Lucy is a female Asian elephant captured from the wild in Sri Lanka when she was just a baby. In 1975, the City of Edmonton decided to expand its Storyland Valley Zoo, a small children's zoo that featured a variety of displays with storybook themes, like the Three Little Pigs and Mother Goose.

The new zoo would include an African exhibit featuring zebras, ostriches and other animals. The biggest attraction was going to be an elephant. At that time, every zoo wanted an elephant, and they were not hard to acquire. In the 1970s, zoos could order baby elephants from animal dealers, so the Valley Zoo placed an order for a baby Asian elephant from a West German animal dealer. In a letter to the dealer, the Valley Zoo manager said he wanted "a healthy, evenly coloured specimen of approximately two years of age." The manager also mentioned that he would prefer a baby that was no longer drinking its mothers milk, but said they would accept a milk-feeding animal if necessary." The zoo paid $8,939 for Lucy.

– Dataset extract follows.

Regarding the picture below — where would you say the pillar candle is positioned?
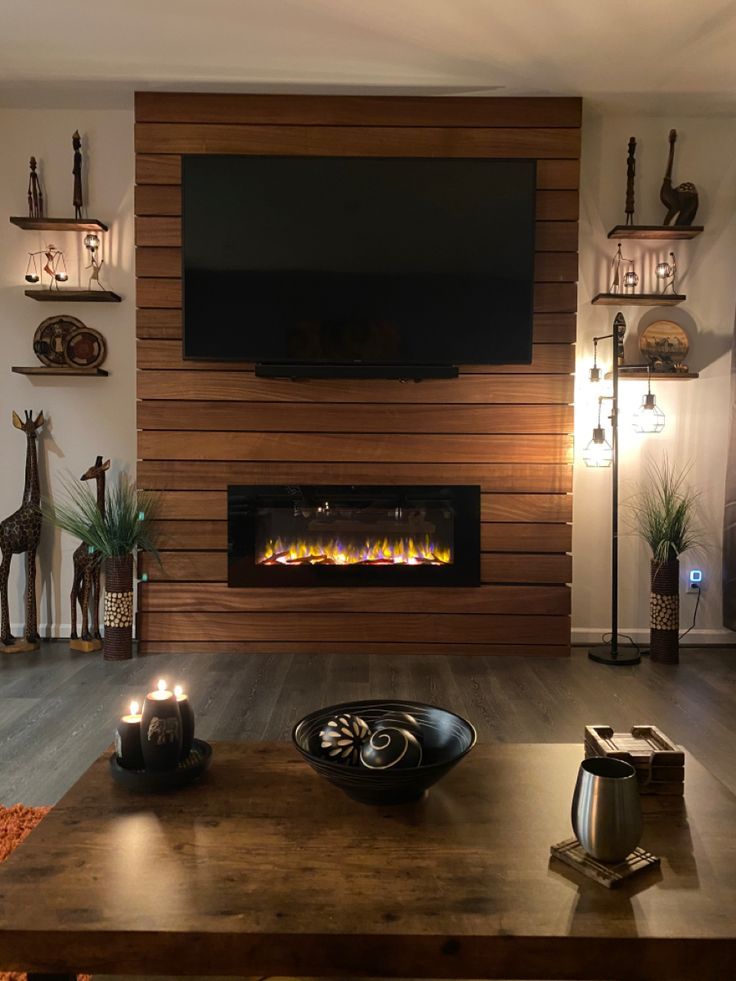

At the time, Lucy was named Skanik. The records are not entirely clear about where in Sri Lanka whe came from, but it is thought she was born in the wild. Some people claim she was an orphan. If Lucy was removed from her family in the wild, her mother would have done everything possible to prevent her from being taken. She would not have willingly given it up, even if it meant that she would also be captured, or even killed.

According to the animal dealer, Lucy came with a whole group of animals that arrived in a shipment from India, making it impossible to trace her background.

In 1977, Lucy was put in a crate and flown to Alberta, Canada from West Germany.

Since Edmonton is located in the north, its weather is very different from the tropical climate of Sri Lanka where Lucy came from. During cold weather she is kept inside her cement-floored barn, as well as at night when the zoo is closed. That adds up to a great deal of Lucy's time.

For close to the 10 years, a time when young elephants are with their mother and families, Lucy was alone. In 1986 and 1987, she was sent to the Calgary Zoo, three hours to the south, for breeding loans. She was bred many times but never produced a baby. The breeding loans then stopped and Lucy was alone again.

Then Samantha, a female baby African elephant that had been captured in Zimbabwe was brought to the zoo to keep Lucy company. But in 2007, Samantha was sent to another zoo on a long-term breeding loan and Lucy was left alone again. Samantha never returned.
Elephants are highly social animals, just like us. In fact, female elephants spend their entire lives in relatively stable family groups with their mother, sisters, aunts, cousins and even their grandmothers. They need to have friends and be around others of their own kind. Unfortunately, Lucy is alone at the Valley Zoo. She has no elephant family or friends and is currently one of only a few elephants living alone in North American zoos

Lucy is only in her mid-40s, but that's an advanced age for an elephant in a zoo. In fact, most elephants in zoos die before or during middle age, even though their potential natural lifespans can reach into the 60s or 70s. The oldest documented Asian elephant lived to be 86 years old.